Anirban Lahiri found himself in the middle of the pack that made the cut at this week’s PGA Championships when the second round ended officially on Saturday morning after the remaining 25 players completed their second.
Lahiri followed up his first round 72 with a 73 that gave him a total of three-over 145 and the tied 43rd place as Hideki Matsuyama (70-64) of Japan and Kevin Kisner (67-67), who spends a lot of time in Charlotte, shared the lead at eighth-under 134.
Lahiri will play his third round alongside the 2017 Long drive winner, Jason Kokrak, who is a local, and the 2009 US Open champion, Lucas Glover.
Play was suspended yesterday at 4:43 local time and resumed at 6:26 pm due to a dangerous weather situation causing a total delay of one hour and 43 minutes.

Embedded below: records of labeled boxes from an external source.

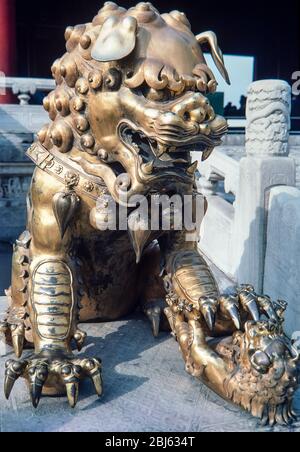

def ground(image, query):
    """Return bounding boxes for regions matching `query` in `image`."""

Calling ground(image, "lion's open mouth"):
[119,122,216,176]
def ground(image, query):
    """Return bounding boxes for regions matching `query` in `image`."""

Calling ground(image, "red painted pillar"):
[0,0,16,104]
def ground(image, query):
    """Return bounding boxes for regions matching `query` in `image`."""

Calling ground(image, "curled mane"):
[38,2,217,155]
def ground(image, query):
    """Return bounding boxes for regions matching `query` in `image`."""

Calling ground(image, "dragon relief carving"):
[1,3,298,425]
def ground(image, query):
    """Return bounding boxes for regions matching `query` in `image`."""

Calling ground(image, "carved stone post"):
[232,80,295,291]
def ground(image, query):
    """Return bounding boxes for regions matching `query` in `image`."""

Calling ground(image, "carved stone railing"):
[0,162,34,242]
[0,77,55,105]
[199,80,295,290]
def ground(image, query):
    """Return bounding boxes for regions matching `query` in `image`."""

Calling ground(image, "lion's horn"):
[196,31,230,85]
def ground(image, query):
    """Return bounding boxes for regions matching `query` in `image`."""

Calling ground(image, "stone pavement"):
[0,298,300,432]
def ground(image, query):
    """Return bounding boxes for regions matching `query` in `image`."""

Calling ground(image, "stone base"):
[0,298,300,432]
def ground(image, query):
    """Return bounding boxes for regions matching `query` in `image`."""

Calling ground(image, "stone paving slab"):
[0,298,300,432]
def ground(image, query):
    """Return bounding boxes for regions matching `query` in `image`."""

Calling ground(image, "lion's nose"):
[172,93,216,124]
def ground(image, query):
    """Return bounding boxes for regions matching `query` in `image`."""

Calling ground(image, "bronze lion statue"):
[1,2,298,425]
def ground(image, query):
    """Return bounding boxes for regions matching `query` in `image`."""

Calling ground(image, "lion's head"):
[39,2,229,203]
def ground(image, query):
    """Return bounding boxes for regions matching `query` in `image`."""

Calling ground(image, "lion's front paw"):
[198,285,285,331]
[4,354,103,408]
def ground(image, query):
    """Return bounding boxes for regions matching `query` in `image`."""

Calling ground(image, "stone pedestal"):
[232,80,295,291]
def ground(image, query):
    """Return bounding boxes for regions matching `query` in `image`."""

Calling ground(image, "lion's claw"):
[4,357,103,408]
[219,295,242,330]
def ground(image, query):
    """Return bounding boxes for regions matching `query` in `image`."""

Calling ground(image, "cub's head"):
[39,2,229,200]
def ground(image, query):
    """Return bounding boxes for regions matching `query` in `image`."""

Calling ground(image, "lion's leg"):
[139,242,170,337]
[5,171,102,407]
[164,235,298,425]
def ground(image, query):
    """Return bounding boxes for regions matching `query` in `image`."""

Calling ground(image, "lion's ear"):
[92,16,138,62]
[196,31,230,85]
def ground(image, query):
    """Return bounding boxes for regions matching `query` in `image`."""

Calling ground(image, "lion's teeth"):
[142,160,154,174]
[157,143,168,157]
[186,162,198,176]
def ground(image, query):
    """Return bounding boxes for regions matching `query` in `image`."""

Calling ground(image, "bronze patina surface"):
[1,3,298,425]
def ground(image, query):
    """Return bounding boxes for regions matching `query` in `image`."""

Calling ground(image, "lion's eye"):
[145,88,172,102]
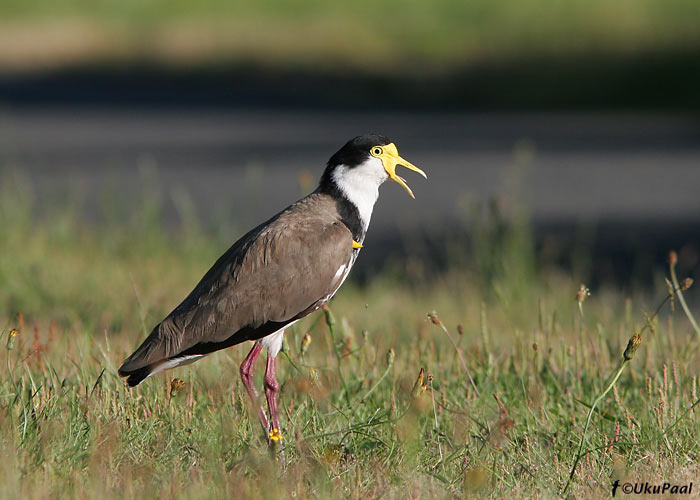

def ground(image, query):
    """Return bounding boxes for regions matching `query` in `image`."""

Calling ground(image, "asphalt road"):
[0,108,700,282]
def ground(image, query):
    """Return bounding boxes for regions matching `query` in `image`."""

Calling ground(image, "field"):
[0,0,700,72]
[0,172,700,499]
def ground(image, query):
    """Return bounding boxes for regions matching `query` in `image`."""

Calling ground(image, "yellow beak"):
[378,142,428,199]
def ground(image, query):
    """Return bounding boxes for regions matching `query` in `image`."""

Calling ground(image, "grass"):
[0,0,700,75]
[0,169,700,498]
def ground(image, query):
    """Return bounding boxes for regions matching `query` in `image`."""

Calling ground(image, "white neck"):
[333,157,389,232]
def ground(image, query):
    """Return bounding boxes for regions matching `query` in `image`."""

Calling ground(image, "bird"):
[118,134,427,446]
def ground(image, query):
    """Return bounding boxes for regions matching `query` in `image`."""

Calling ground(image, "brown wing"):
[119,195,353,375]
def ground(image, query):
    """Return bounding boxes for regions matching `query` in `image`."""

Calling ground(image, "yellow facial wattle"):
[369,142,428,199]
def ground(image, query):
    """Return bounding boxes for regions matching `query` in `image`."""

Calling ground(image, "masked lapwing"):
[119,135,426,442]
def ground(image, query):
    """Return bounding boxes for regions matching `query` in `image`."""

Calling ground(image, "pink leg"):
[241,342,270,440]
[265,354,282,438]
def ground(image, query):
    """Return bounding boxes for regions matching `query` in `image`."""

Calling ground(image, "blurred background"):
[0,0,700,292]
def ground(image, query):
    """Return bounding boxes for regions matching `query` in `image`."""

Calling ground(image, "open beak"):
[379,142,428,199]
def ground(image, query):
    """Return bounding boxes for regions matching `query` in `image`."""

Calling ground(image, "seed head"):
[623,333,642,361]
[411,368,427,399]
[386,347,396,366]
[5,328,19,351]
[576,283,591,304]
[668,250,678,267]
[269,427,284,443]
[300,332,311,356]
[170,378,187,398]
[681,278,693,291]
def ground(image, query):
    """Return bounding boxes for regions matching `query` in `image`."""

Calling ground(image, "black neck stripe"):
[319,180,365,241]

And play was suspended due to darkness at 8:11 p.m. with 25 players yet to complete their round. The 36-hole cut fell at five-over and 75 players from a field of 156 professionals made the cut.
Yesterday afternoon, Lahiri found gold on the last step of the Green Mile for the second day running and that brightened what was otherwise another disappointing day for him on the putting greens at Quail Hollow.
Most of his putts from inside 10 feet refused to drop on both days. With the course conditions softening after the rains, there were some terrific scores, as Hideki Matsuyama (64) and Francesco Molinari (64) set new course records. Matsuyama joined Kevin Kisner in lead at eight-under, while Jason Day (66) was six-under and Tied-3rd with Chris Stroud (68).
Molinari was tied fifth alongside Louis Oosthuizen (67) while Rickie Fowler (70), Justin Thomas (66) and Paul Casey (70) were tied at three-under in Tied-seventh place. For the second day running Lahiri made his recovery on
the back nine despite missed putts.
Lahiri felt, “I hit the ball even better than yesterday (the first round), but again I had a start where I missed a 3-4 footer for par and began with a bogey. I just didn’t make any putts once again. Other than the two birdies I made, remaining putts didn’t drop.”
Through the day, Lahiri missed five putts inside 10 feet, one of them inside four feet. He also missed two others between 10-12 feet and another one of 17 feet.
He added, “My hitting from tee to green was very good and it has been so of late, but I have not made much on the greens. I missed only three fairways in the second round and four in the first round. That should have got me better scores, because if you miss the green it is difficult to chip at times. I gave myself chances but missed a whole lot of putts.”
Lahiri started the second round at his overnight one-over but immediately dropped a shot on the first hole. He managed to hold pars on the next four, but then came a disastrous stretch with bogeys from seventh to ninth, the very segment that provided succour a day earlier while serving as his final three holes.
On seventh he went into the rough and missed regulation and on eighth he missed an eight-footer for par. On the ninth he missed from just inside 10 feet. At the turn he was four-over for the day and five-over for the tournament.
Still Lahiri managed to control his frustration and focus on the task at hand and banishing negativity from his mind has been part of his work with his coach Vijay Divecha.
With that Lahiri once again began damage control on back nine. He found his first birdie on 12th and then followed that up with five pars.
He said, “Walking off the 17th, I knew I was four-over and the cut was likely around that number. But I was not getting defensive. So, on the 18th I hit a good tee shot and I was in between clubs for the second and I picked the right club and got to eight feet to hole the putt.”